Low Friction

Low friction coatings typically have coefficients of friction varying from 0.05 – 0.2. This depends on the type of coating used and the load/speed involved. PTFE has the lowest coefficient of friction of any solid material.

Low friction should not be confused with non-stick. Friction and release are very different and a coating that provides good low friction properties would not necessarily be a good choice if non-stick properties were required and vice versa. Friction is a force resisting the movement of two objects sliding against each other. This force results in wear and the increased use of energy to maintain or start the movement.

We also need to consider two distinct types of friction, which are static and dynamic friction. Static friction is the force resisting initial movement of a static object. Dynamic or kinetic friction is the force resisting objects that are moving against each other. Static friction values are generally higher than dynamic friction values.

The load and speed involved are two very important factors. Each value or the combination of the two can have a significant effect on our selection of the correct system.

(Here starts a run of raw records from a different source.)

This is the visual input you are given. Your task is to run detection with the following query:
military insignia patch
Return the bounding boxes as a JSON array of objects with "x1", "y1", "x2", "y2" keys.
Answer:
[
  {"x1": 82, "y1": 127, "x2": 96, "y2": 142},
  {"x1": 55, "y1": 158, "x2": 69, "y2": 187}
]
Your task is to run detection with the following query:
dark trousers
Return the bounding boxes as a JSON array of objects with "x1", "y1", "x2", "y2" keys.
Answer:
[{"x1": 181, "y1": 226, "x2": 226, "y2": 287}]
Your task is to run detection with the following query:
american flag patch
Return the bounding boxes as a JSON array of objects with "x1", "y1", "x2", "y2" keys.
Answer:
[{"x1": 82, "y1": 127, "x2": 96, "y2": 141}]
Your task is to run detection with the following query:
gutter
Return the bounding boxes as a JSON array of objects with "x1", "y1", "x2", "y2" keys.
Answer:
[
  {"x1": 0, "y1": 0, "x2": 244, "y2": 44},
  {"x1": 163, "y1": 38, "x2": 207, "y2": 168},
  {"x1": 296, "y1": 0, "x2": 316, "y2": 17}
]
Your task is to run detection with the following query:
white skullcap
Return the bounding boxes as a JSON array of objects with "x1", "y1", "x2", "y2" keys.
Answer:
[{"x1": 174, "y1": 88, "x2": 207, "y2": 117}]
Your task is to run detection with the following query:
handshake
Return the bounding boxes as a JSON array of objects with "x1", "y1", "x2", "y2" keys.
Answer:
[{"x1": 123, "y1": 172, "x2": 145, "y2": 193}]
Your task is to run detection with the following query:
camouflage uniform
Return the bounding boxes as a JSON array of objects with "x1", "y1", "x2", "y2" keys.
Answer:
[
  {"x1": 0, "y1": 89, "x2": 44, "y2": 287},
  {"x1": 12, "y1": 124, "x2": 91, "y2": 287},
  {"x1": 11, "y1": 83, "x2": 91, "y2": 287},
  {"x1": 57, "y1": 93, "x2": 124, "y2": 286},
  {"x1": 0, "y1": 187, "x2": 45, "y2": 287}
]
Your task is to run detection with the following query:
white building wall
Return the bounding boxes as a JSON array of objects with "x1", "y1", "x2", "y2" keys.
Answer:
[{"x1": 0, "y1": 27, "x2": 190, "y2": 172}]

low friction ptfe coatings

As friction increases, the amount of energy required to maintain the process also increases. Wear also increases, which could lead to potential seizure or destruction of the mating surfaces.

The frictional force generated between threads on large nuts and stud bolts is hugely variable due to geometry and engineering tolerances. A PTFE coating such as Xylan® 1070 will significantly reduce the amount of make-up torque lost to friction so that a much more accurate and predictable clamping load can be applied.

Low friction coatings are available in a wide variety of options, depending on the application. Whitford have a very wide range of low friction coatings from the Xylan range. Ratios of fluoropolymer to resin can be varied to give different values. The ratio of resin to fluoropolymer can be increased to give varying degrees of hardness and increased wear resistance, although a minor increase in the coefficient of friction will be seen due to a slight dilution of the fluoropolymer content. Conversely, an increased PTFE content and a lower resin content can reduce friction values, although wear resistance may be reduced due to the fact that the coating will be very slightly softer.

In situations where additional dry lubrication is required, additives such as MoS2 (molybdenum disulfide) or graphite are added to provide exceptional bearing properties. One particular Xylan coating with an MoS2 additive can provide low speed lubrication at pressures of up to 10,500 kg/cm² (150,000psi).

Long periods of inactivity between two mating parts can generate very high static friction coefficients and a coating will not only reduce these forces but the additional non-stick properties of fluoropolymer coatings will prevent any foreign substances permanently adhering to the surfaces.

Low friction coatings are also available that have been specially formulated for application to substrate materials that are flexible or sensitive to elevated curing temperatures. Friction values can be dramatically reduced with rubber and elastomer substrates. Almost all car door and window seals are coated to allow free running of the window against the seal and also to reduce the effect of ice build up.